Commerce Commission Chair Paula Rebstock said she was pleased with the progress that some lines businesses were making towards best practice in asset management planning but noted that substantial progress still needed to be made by many lines businesses in critical areas. This is reflected in PBA's concerns regarding the reporting of service levels and performance evaluation, highlighted as specific areas that many electricity lines businesses need to address.

"The Commission sees the setting of service levels and the measurement of performance against those levels as fundamental to sound asset management planning. Service targets should be clearly established, with decisions on asset management aligned to achieve those targets. Monitoring and evaluating performance against those targets provides important feedback to planning processes."

"Disclosure of these plans not only provides evidence of asset management planning practices being applied within particular electricity lines businesses but also provides an opportunity to compare and evaluate the performance of asset management plans across all lines businesses."

"Unlike other jurisdictions, electricity lines businesses do not require prior approval of investments under the New Zealand thresholds regime. Transparency and accountability in asset management planning assumes critical importance, as the plans signal companies' investment intentions. The availability of information in asset management plans provides consumers with an important safeguard to ensure businesses are making the right ongoing investment decisions on their behalf," said Ms Rebstock.
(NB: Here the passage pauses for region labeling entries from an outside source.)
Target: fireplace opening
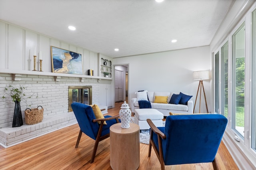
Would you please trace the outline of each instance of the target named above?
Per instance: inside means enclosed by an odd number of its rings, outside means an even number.
[[[92,86],[68,86],[68,111],[72,111],[71,104],[78,102],[92,105]]]

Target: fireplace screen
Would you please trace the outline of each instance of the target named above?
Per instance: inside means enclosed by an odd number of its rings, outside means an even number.
[[[78,102],[91,105],[92,88],[91,86],[68,86],[68,111],[72,111],[71,104]]]

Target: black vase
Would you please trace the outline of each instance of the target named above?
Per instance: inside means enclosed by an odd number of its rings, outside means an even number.
[[[19,127],[23,125],[22,116],[21,115],[21,109],[20,109],[20,102],[17,101],[15,101],[15,107],[14,107],[14,113],[13,114],[13,120],[12,121],[12,127]]]

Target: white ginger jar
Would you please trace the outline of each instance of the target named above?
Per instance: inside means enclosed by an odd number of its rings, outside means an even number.
[[[119,116],[121,119],[121,127],[128,128],[130,127],[130,121],[131,119],[132,112],[129,109],[129,105],[124,101],[122,104],[121,109],[119,111]]]

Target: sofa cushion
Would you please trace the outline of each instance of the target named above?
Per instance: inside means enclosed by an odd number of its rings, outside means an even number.
[[[148,101],[148,91],[144,90],[142,91],[139,91],[135,92],[135,94],[137,95],[137,101],[139,101],[140,100],[146,100]]]
[[[170,112],[169,113],[170,116],[173,116],[174,115],[202,115],[202,114],[209,114],[210,113],[192,113],[192,114],[187,114],[187,113],[174,113],[172,112]]]
[[[171,97],[169,103],[170,104],[178,104],[181,98],[181,95],[180,94],[173,94]]]
[[[168,110],[179,110],[187,111],[188,110],[188,106],[183,104],[151,103],[151,107],[153,109],[163,109]]]
[[[193,97],[193,96],[188,96],[183,94],[181,92],[180,92],[180,94],[181,95],[181,98],[179,104],[184,104],[187,105],[188,104],[188,101]]]
[[[134,107],[140,107],[138,102],[137,101],[134,103]]]
[[[161,120],[164,119],[164,115],[157,110],[152,109],[137,109],[134,110],[134,115],[139,120]]]
[[[154,103],[165,103],[168,104],[167,103],[167,98],[168,96],[155,96],[155,100],[154,101]]]

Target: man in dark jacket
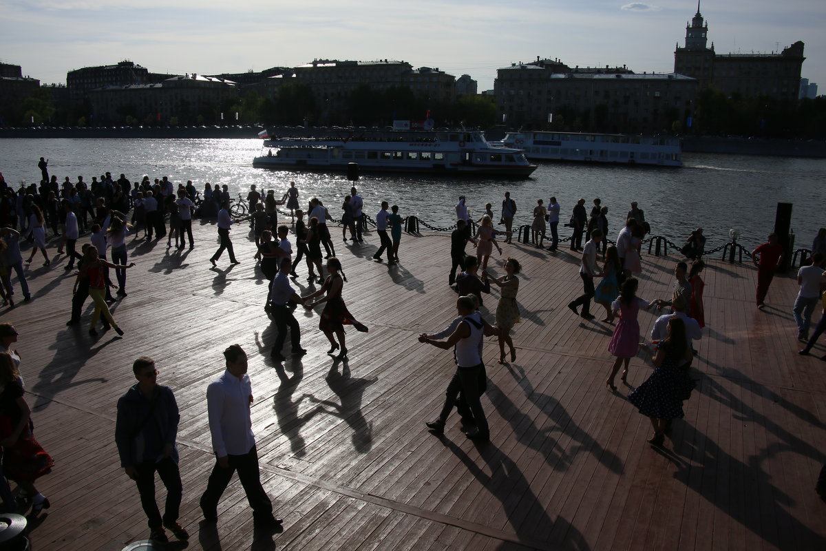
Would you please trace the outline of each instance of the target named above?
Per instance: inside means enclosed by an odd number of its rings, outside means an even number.
[[[169,387],[158,384],[158,370],[151,358],[138,358],[132,372],[138,383],[117,401],[115,442],[121,466],[137,482],[140,504],[149,519],[150,538],[158,544],[168,543],[166,527],[178,539],[188,539],[189,534],[178,522],[183,487],[175,446],[180,420],[175,396]],[[163,518],[154,498],[155,471],[167,491]]]

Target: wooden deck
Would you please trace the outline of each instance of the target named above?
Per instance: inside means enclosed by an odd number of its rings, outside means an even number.
[[[776,278],[758,311],[754,268],[709,259],[708,327],[694,368],[700,382],[657,449],[645,442],[648,419],[624,400],[629,388],[603,386],[610,326],[582,323],[566,307],[582,291],[578,259],[504,245],[525,267],[519,357],[501,366],[496,341],[486,344],[491,437],[477,446],[455,416],[441,439],[423,423],[453,370],[450,353],[416,340],[454,316],[446,236],[406,235],[402,262],[388,267],[370,260],[375,234],[351,248],[335,231],[345,301],[370,331],[349,332],[349,359],[335,363],[317,313],[300,310],[310,354],[281,365],[268,355],[274,328],[253,245],[244,230],[233,233],[242,264],[229,267],[225,255],[219,269],[208,262],[216,246],[208,222],[196,229],[192,251],[134,242],[129,296],[113,309],[122,339],[88,336],[88,306],[80,328],[64,325],[74,280],[64,257],[29,271],[33,300],[2,311],[20,332],[36,434],[56,463],[39,483],[52,506],[32,525],[34,549],[108,551],[148,537],[113,438],[116,402],[144,354],[181,409],[190,549],[826,549],[826,504],[814,491],[826,461],[826,363],[822,344],[816,355],[796,354],[793,278]],[[667,297],[674,262],[644,256],[639,295]],[[306,294],[306,278],[298,283]],[[497,297],[486,297],[491,311]],[[653,320],[641,313],[645,333]],[[262,478],[285,520],[280,534],[253,530],[237,479],[217,527],[199,523],[214,462],[206,387],[223,372],[231,343],[249,354]],[[629,382],[650,371],[634,359]]]

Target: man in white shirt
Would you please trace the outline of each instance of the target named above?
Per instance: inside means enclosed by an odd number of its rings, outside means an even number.
[[[247,354],[240,345],[231,344],[224,350],[224,358],[226,371],[206,387],[209,430],[216,463],[201,496],[201,510],[206,522],[217,522],[218,501],[237,470],[253,509],[255,526],[279,528],[282,520],[273,516],[273,503],[261,486],[249,416],[253,392],[247,375]]]
[[[64,269],[69,272],[74,268],[74,259],[83,262],[83,257],[74,249],[74,244],[77,243],[80,232],[78,230],[78,217],[72,211],[72,203],[64,201],[63,208],[66,211],[66,229],[64,236],[66,238],[66,256],[69,257],[69,264]]]
[[[557,227],[559,226],[559,203],[556,197],[551,197],[548,202],[548,226],[551,228],[551,246],[548,250],[556,252],[557,245],[559,245],[559,234]]]
[[[688,310],[688,301],[678,292],[674,292],[672,297],[671,314],[663,314],[654,321],[654,326],[651,328],[651,340],[654,341],[664,340],[668,336],[668,320],[676,316],[686,325],[686,339],[688,344],[694,349],[694,341],[703,337],[703,330],[700,324],[692,317],[689,317],[686,312]]]
[[[797,283],[800,290],[795,299],[792,315],[797,324],[797,340],[809,340],[809,327],[812,323],[812,312],[820,302],[820,285],[824,282],[824,255],[814,253],[810,266],[803,266],[797,271]]]
[[[381,262],[382,253],[387,249],[387,264],[395,264],[396,260],[393,259],[393,242],[390,240],[390,237],[387,235],[387,216],[389,216],[387,207],[389,206],[387,201],[382,201],[382,210],[376,215],[376,233],[378,234],[379,239],[382,240],[382,246],[378,248],[378,250],[373,255],[373,258]]]
[[[218,211],[218,239],[220,240],[218,250],[215,251],[215,254],[209,259],[212,263],[212,268],[216,267],[216,260],[224,254],[225,249],[230,254],[230,264],[241,264],[240,260],[235,259],[235,251],[232,249],[232,241],[230,240],[230,227],[236,221],[238,221],[230,217],[230,203],[224,202],[221,210]]]
[[[353,207],[353,216],[356,222],[356,240],[361,243],[363,240],[361,237],[361,232],[366,229],[364,213],[362,211],[364,207],[364,200],[360,195],[356,194],[355,188],[350,188],[350,207]]]
[[[620,264],[623,268],[625,268],[625,252],[631,246],[631,231],[634,226],[637,226],[637,221],[629,218],[625,222],[625,227],[620,230],[617,235],[617,255],[620,256]]]
[[[321,204],[321,202],[316,197],[313,197],[310,200],[310,205],[312,207],[312,210],[310,211],[310,218],[318,219],[318,235],[321,240],[321,245],[324,245],[325,250],[327,251],[326,258],[330,258],[335,256],[335,248],[333,246],[333,240],[330,236],[330,230],[327,229],[327,221],[332,220],[333,217],[330,216],[330,212],[327,211],[327,207]]]
[[[591,299],[594,297],[594,276],[600,273],[596,267],[596,247],[602,240],[602,231],[599,229],[591,232],[591,240],[585,244],[582,249],[582,260],[579,266],[579,277],[582,278],[582,287],[584,292],[579,298],[570,302],[568,308],[573,311],[574,314],[581,316],[586,320],[593,320],[594,316],[591,313]],[[582,306],[582,313],[577,311],[577,306]]]
[[[470,239],[472,232],[470,216],[468,214],[468,207],[465,205],[465,197],[463,195],[459,196],[459,202],[456,203],[456,220],[465,221],[465,234],[468,235],[468,239]]]
[[[195,211],[195,203],[193,203],[189,197],[187,197],[187,191],[185,189],[178,190],[178,200],[175,202],[178,205],[178,216],[181,219],[181,227],[178,231],[181,232],[181,248],[183,248],[183,231],[186,230],[187,236],[189,238],[189,248],[195,248],[195,240],[192,239],[192,211]]]

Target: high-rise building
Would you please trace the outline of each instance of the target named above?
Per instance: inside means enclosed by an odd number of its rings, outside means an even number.
[[[24,77],[20,65],[0,63],[0,125],[23,124],[23,102],[40,88],[40,81]]]
[[[686,121],[697,81],[537,59],[499,69],[494,89],[497,122],[509,127],[651,134]]]
[[[710,88],[727,96],[766,96],[795,100],[805,58],[800,40],[771,54],[717,54],[708,45],[709,27],[700,12],[686,26],[686,41],[674,50],[674,72],[696,78],[700,90]]]

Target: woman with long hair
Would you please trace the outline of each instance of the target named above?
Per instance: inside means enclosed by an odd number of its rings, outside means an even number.
[[[493,252],[494,245],[496,246],[499,254],[502,254],[501,247],[496,241],[497,233],[499,231],[493,227],[493,221],[491,220],[491,217],[487,214],[483,216],[482,217],[482,223],[479,225],[479,229],[476,230],[474,237],[474,240],[477,240],[476,259],[478,261],[482,271],[487,269],[487,259],[490,258],[491,253]]]
[[[256,207],[261,207],[257,205]],[[263,207],[262,207],[263,208]],[[264,301],[264,309],[269,308],[269,297],[272,292],[273,280],[278,272],[278,254],[276,252],[278,245],[273,240],[273,232],[264,230],[261,232],[261,245],[259,245],[258,254],[261,258],[261,271],[267,278],[267,300]]]
[[[31,248],[31,254],[29,255],[29,259],[26,261],[26,264],[31,262],[37,249],[40,249],[43,253],[43,258],[45,259],[43,265],[48,266],[51,263],[49,260],[49,255],[46,254],[45,218],[43,217],[40,207],[35,203],[31,203],[29,207],[29,211],[31,213],[29,215],[29,235],[35,240],[35,245]]]
[[[26,402],[23,384],[14,359],[0,352],[0,445],[2,446],[2,473],[26,492],[31,500],[30,516],[36,517],[51,506],[49,499],[35,487],[35,481],[51,471],[55,462],[34,435]]]
[[[602,268],[602,281],[594,290],[594,302],[601,304],[605,309],[605,319],[608,323],[614,322],[614,311],[611,303],[620,294],[620,274],[622,273],[622,264],[620,264],[620,253],[616,245],[609,245],[605,249],[605,264]]]
[[[548,216],[548,209],[542,206],[542,199],[536,201],[536,207],[534,207],[534,222],[530,225],[530,230],[533,233],[534,243],[539,241],[538,246],[542,246],[542,242],[545,240],[545,216]]]
[[[688,283],[691,284],[688,315],[697,321],[700,328],[705,327],[705,310],[703,307],[703,287],[705,287],[705,283],[700,277],[704,268],[705,263],[698,259],[691,263],[691,269],[688,272]]]
[[[620,316],[620,321],[614,328],[614,335],[608,344],[608,351],[616,359],[611,366],[611,374],[605,381],[605,387],[613,392],[617,389],[614,384],[614,378],[620,371],[620,366],[625,364],[621,378],[624,382],[628,378],[629,363],[639,349],[639,322],[637,321],[637,315],[640,308],[648,310],[649,306],[646,301],[637,297],[638,285],[638,280],[634,278],[626,279],[620,289],[620,297],[611,305],[615,315]]]
[[[78,281],[79,282],[83,278],[89,278],[89,297],[92,297],[92,300],[95,303],[94,311],[92,312],[89,335],[97,335],[97,331],[95,330],[95,325],[97,325],[97,320],[102,316],[109,322],[109,325],[115,329],[115,332],[123,336],[123,330],[115,323],[115,320],[112,316],[112,312],[109,311],[109,306],[106,303],[106,268],[110,268],[115,270],[123,270],[131,268],[134,265],[134,262],[128,266],[119,266],[111,262],[107,262],[97,255],[97,248],[93,245],[89,246],[86,249],[86,253],[83,254],[83,262],[80,266],[80,270],[78,272]]]
[[[327,354],[331,354],[340,348],[337,358],[342,359],[347,357],[347,345],[344,344],[344,325],[351,325],[356,328],[356,330],[364,333],[367,332],[368,329],[353,317],[353,315],[348,311],[344,299],[341,298],[341,290],[344,282],[347,281],[347,276],[341,269],[341,262],[335,256],[327,259],[327,273],[330,275],[327,276],[321,288],[311,295],[301,298],[304,299],[304,307],[307,310],[311,310],[316,304],[325,302],[318,328],[330,340],[330,349]],[[311,302],[312,299],[320,297],[324,293],[326,293],[324,298]],[[334,334],[339,338],[338,342],[335,341]]]
[[[509,258],[502,265],[505,275],[499,278],[490,278],[487,272],[482,272],[482,279],[488,279],[502,290],[496,305],[496,327],[499,328],[499,363],[505,363],[505,344],[510,350],[510,361],[516,361],[516,349],[510,337],[510,330],[520,321],[519,304],[516,302],[516,293],[519,292],[519,278],[516,274],[522,266],[516,259]]]
[[[655,369],[645,382],[628,395],[628,401],[651,420],[654,434],[648,442],[655,446],[662,444],[671,420],[685,415],[682,401],[695,387],[684,367],[692,358],[685,322],[678,316],[672,316],[667,331],[656,353],[648,346],[642,347],[651,356]]]
[[[317,283],[320,283],[324,270],[321,268],[321,233],[318,229],[318,218],[313,216],[310,219],[310,227],[307,228],[306,237],[299,243],[306,245],[307,248],[307,270],[310,273],[307,276],[307,281],[310,283],[316,281],[316,273],[312,269],[313,265],[315,265],[318,268]]]

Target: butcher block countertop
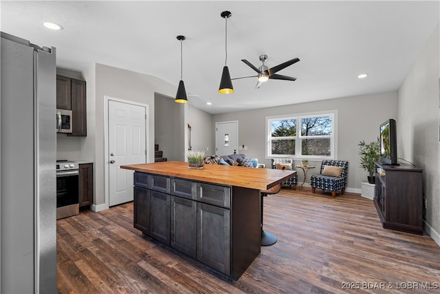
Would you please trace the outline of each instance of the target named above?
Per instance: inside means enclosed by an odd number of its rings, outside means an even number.
[[[164,161],[121,165],[121,169],[201,182],[267,190],[294,175],[296,171],[205,165],[204,169],[188,167],[188,162]]]

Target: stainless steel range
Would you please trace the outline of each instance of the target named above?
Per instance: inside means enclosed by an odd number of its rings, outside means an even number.
[[[56,219],[79,213],[78,162],[56,160]]]

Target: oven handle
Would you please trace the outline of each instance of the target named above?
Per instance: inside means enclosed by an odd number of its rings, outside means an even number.
[[[78,176],[79,174],[80,171],[78,169],[76,169],[74,171],[57,171],[56,178],[69,176]]]

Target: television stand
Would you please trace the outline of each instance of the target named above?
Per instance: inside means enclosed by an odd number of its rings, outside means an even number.
[[[376,174],[374,197],[383,227],[423,235],[423,169],[403,162],[375,165],[385,171]]]

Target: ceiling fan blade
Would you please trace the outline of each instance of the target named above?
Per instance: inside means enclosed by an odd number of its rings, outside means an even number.
[[[278,74],[274,74],[272,76],[269,76],[269,78],[272,80],[296,81],[296,78],[293,76],[283,76]]]
[[[264,83],[264,82],[261,82],[261,81],[257,81],[256,82],[256,85],[255,85],[255,89],[258,89],[260,87],[260,86],[261,85],[261,84]]]
[[[239,78],[231,78],[231,80],[239,80],[240,78],[256,78],[257,76],[241,76]]]
[[[285,63],[283,63],[281,64],[278,64],[278,65],[276,65],[272,68],[270,68],[269,70],[267,70],[267,72],[269,72],[269,74],[270,75],[272,75],[274,73],[276,73],[276,72],[278,72],[281,70],[283,70],[283,68],[285,68],[289,65],[292,65],[292,64],[299,61],[300,59],[298,57],[295,57],[293,59],[289,60],[289,61],[286,61]]]
[[[249,66],[250,68],[252,68],[252,70],[254,70],[254,71],[256,71],[256,72],[258,72],[258,74],[261,74],[261,72],[260,72],[260,70],[258,70],[258,68],[256,68],[252,63],[250,63],[249,61],[248,61],[246,59],[241,59],[241,61],[244,62],[245,63],[246,63],[248,65],[248,66]]]

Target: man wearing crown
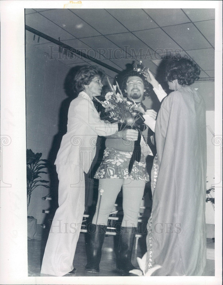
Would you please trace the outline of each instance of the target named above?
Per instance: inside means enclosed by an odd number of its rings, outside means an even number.
[[[142,102],[144,96],[148,95],[149,87],[143,75],[135,70],[126,72],[123,76],[121,89],[123,96],[144,113],[145,108]],[[147,125],[154,129],[156,112],[150,110],[147,111],[147,114],[150,114],[151,119],[148,119],[147,116]],[[125,117],[126,121],[131,120]],[[135,268],[131,259],[138,215],[146,183],[149,180],[145,156],[153,154],[147,144],[143,143],[139,131],[138,140],[130,142],[122,138],[122,131],[107,137],[104,157],[94,176],[99,179],[99,189],[103,189],[104,192],[102,195],[99,192],[96,212],[89,231],[91,234],[89,258],[85,267],[88,272],[99,272],[108,217],[122,188],[124,215],[116,266],[118,270],[127,274]]]

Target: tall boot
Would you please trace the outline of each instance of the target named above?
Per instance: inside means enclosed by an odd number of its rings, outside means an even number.
[[[87,272],[98,273],[99,265],[102,256],[102,248],[104,242],[107,226],[102,225],[90,225],[89,233],[90,235],[89,250],[89,258],[85,267]]]
[[[131,263],[131,259],[137,229],[127,227],[121,227],[116,266],[117,269],[126,273],[135,269]]]

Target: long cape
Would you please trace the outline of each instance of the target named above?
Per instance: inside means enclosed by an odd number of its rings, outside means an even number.
[[[201,275],[206,260],[207,164],[201,96],[189,86],[171,93],[161,105],[155,136],[158,172],[147,263],[150,251],[152,266],[162,266],[154,275]]]

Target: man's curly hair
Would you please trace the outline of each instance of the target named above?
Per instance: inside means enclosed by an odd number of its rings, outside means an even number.
[[[190,85],[199,79],[201,70],[197,64],[190,59],[174,58],[166,66],[165,77],[167,81],[177,79],[180,85]]]
[[[102,69],[94,65],[84,65],[75,75],[73,80],[73,89],[77,94],[84,90],[84,85],[88,85],[93,79],[97,76],[102,80],[105,73]]]
[[[122,92],[122,94],[124,97],[127,97],[127,93],[126,93],[125,91],[125,89],[126,89],[127,80],[129,77],[131,76],[137,76],[140,77],[143,80],[143,81],[144,84],[144,89],[145,89],[146,91],[144,92],[143,100],[144,100],[145,99],[145,96],[148,96],[150,95],[150,93],[151,91],[151,85],[150,84],[145,80],[145,77],[143,74],[140,74],[137,71],[136,71],[133,70],[127,72],[125,73],[122,76],[122,83],[120,86],[121,90]]]

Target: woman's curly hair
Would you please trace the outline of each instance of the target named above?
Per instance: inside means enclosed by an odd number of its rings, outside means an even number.
[[[73,80],[73,89],[78,93],[84,90],[84,85],[88,85],[96,76],[99,76],[102,80],[105,73],[102,69],[94,65],[84,65],[76,74]]]
[[[122,83],[120,86],[121,90],[122,92],[122,93],[124,97],[127,97],[127,93],[125,91],[125,89],[126,89],[126,84],[128,78],[131,76],[137,76],[140,77],[143,80],[143,82],[144,84],[144,88],[146,90],[144,92],[143,95],[143,100],[144,100],[145,99],[145,96],[150,96],[150,93],[151,91],[151,87],[150,85],[150,84],[148,82],[145,80],[145,77],[142,74],[141,74],[137,71],[136,71],[133,70],[131,70],[128,71],[126,73],[124,74],[122,76]]]
[[[180,85],[190,85],[199,79],[200,73],[197,65],[190,60],[174,58],[167,64],[165,77],[167,81],[177,79]]]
"This is why the Commission is required to gather such information and make it publicly available."

A copy of the report, as well as related documentation regarding disclosure requirements is available on the Commission's web site www.comcom.govt under IndustryRegulation/Electricity/ElectricityLinesBusinesses/Informationdisclosure


Background

The review was carried out to ascertain the level of compliance with the Electricity Information Disclosure Requirements (2004) and assesses the extent to which the asset management practices of New Zealand electricity lines businesses are consistent with industry best practice.

The need for reliable and timely disclosure of information in asset management plans is reflected in the purpose statement in section 57T(1) of the Commerce Act 1986. Section 57T(1) states:

The purpose of this subpart is to promote the efficient operation of markets directly related to electricity distribution and transmission services by ensuring that large line owners and large electricity distributors make publicly available reliable and timely information about the operation and behaviour of those businesses, so that a wide range of people are informed about such factors as profits, costs, asset values, price (including terms and conditions of supply), quality, security, and reliability of supply of those businesses.

The criteria for assessing the asset management plans were a series of questions framed on Requirement 24 and Schedule 2 of the Electricity Information Disclosure Requirements (2004) and explanatory guidance material in Chapter 4 of the Electricity Information Disclosure Handbook (2004). This process involved subjective judgment and intended to provide an indication of the overall level of AMP quality; in some cases this review assesses plans beyond what are strictly regulatory requirements.